Bir yıl sonra Konya'daki Mevlânâ Dergâhında çileye çekilen Şeyh Galib, hasretine dayanamayan babasının isteği üzerine, çile müddetini tamamlayamadan tekrar İstanbul'a döndü.
Şeyh Galib Efendi, İstanbul'daki Yenikapı Mevlevihânesinde çileye girdi ve gerekli süreyi burada tamamladı. Ardından, Sütlüce'deki evine çekilerek burada ilimle uğraşmaya ve eserler yazmaya koyuldu. 1791'de ise, Galata Mevlevihanesi Şeyhliğine getirildi.
Mevlevî Şeyhliği esnasında, Sultan III. Selim'le olan yakınlığı ve samimiyeti ziyadeleşti. Bu sebeple, harabeye dönen Kasımpaşa Mevlevihanesini padişaha tamir ettirdi.
3 Ocak 1799'da vefat eden Şeyh Galib'in mezarı Galata Mevlevihanesinin avlusundaki türbenin içindedir.

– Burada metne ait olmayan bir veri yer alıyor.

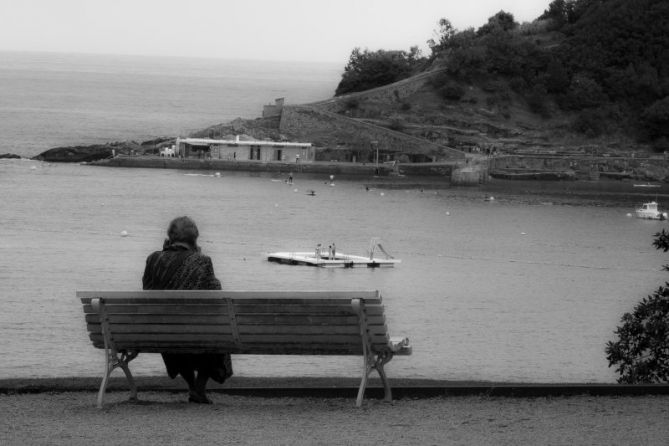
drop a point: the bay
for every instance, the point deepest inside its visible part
(53, 99)
(523, 288)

Boynuz isterken, kulaktan oldu
Şeyh Galib'in "Harnâme" isimli şiirinin kahramanı, çektiği ağır yük derdinden oldukça zayıf ve çelimsiz hale gelmiş bir eşektir. İyice tâkattan düşen bu eşeğe acıyan sahibi, rahat etsin diye bir gün onu serbest bırakır ve çayıra salar.

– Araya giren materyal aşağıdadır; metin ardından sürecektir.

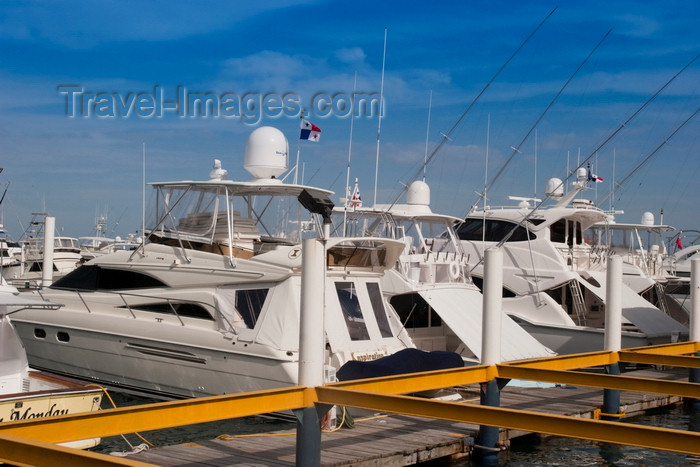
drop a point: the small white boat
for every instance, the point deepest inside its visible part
(554, 280)
(26, 393)
(29, 269)
(430, 287)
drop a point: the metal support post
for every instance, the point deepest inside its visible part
(487, 440)
(311, 349)
(47, 265)
(694, 324)
(613, 333)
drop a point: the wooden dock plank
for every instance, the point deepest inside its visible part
(397, 440)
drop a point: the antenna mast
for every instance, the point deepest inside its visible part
(379, 121)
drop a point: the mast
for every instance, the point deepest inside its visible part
(427, 134)
(347, 179)
(379, 121)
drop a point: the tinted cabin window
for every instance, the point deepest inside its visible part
(496, 230)
(355, 321)
(97, 278)
(189, 310)
(414, 312)
(249, 304)
(375, 296)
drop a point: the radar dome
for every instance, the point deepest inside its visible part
(554, 188)
(418, 193)
(266, 153)
(582, 174)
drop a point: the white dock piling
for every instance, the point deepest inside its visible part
(695, 300)
(486, 443)
(694, 324)
(613, 305)
(311, 349)
(613, 333)
(47, 266)
(492, 312)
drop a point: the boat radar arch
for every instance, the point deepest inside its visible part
(554, 188)
(418, 194)
(218, 173)
(266, 153)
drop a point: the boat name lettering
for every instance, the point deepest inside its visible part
(367, 357)
(27, 414)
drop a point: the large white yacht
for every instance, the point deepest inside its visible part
(554, 281)
(210, 301)
(430, 287)
(26, 393)
(642, 248)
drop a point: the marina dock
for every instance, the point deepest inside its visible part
(397, 440)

Çayıra doğru giden bu "zaif ü nizar" eşek, yolda tecrübeli ve cinsinin duâyeni olarak tanıdığı bir başka eşeğe bazı sorular sorarak ona akıl danışır: "Biz neden yük çekmeye, ömür boyu odun ve su taşımaya mahkûmüz? Neden hiç yük çekmeyen öküzler baştâcı ediliyor da, biz sürekli olarak itilip kakılıyoruz; üstelik horlanıyor ve hakaret görüyoruz? Niçin öküzlerin hem kulakları, hem de boynuzları var da, bizim boynuzumuz yok?.."
Buna benzer sorular soran "mağdur eşek", büyüğünden iyi bir nasihat aldıktan sonra çayıra doğru gider. Orada, ekilmiş ve iyice yeşermiş boş bir mıntıka görür. Büyük bir iştahla oraya doğru koşar adım gider ve henüz yeşermiş buğday çimleriyle karnını bir güzel doyurur. Doyduktan sonra da, hemen oracıkta yere uzanır ve keyfinden bir o yana, bir bu yana yayılarak yaşadığı bu mutlu anın tadını çıkarmaya çalışır.
Derken, tarlanın sahibi uzaktan belirir ve bağıra çağıra eşeğe doğru koşaradım gelip bakar ki, ne görsün... Meğerse, bu çelimsiz eşek, buğday çimlerinin en güzel kısmını yiyerek orayı kara toprağa bir güzel çevirmiş olmasın mı?
Bağırıp çağırmakla, hatta eşeği dövmekle de hızını alamayan tarla sahibi, onun iki kulağıyla kuyruğunu kesip atarak ancak rahatlar.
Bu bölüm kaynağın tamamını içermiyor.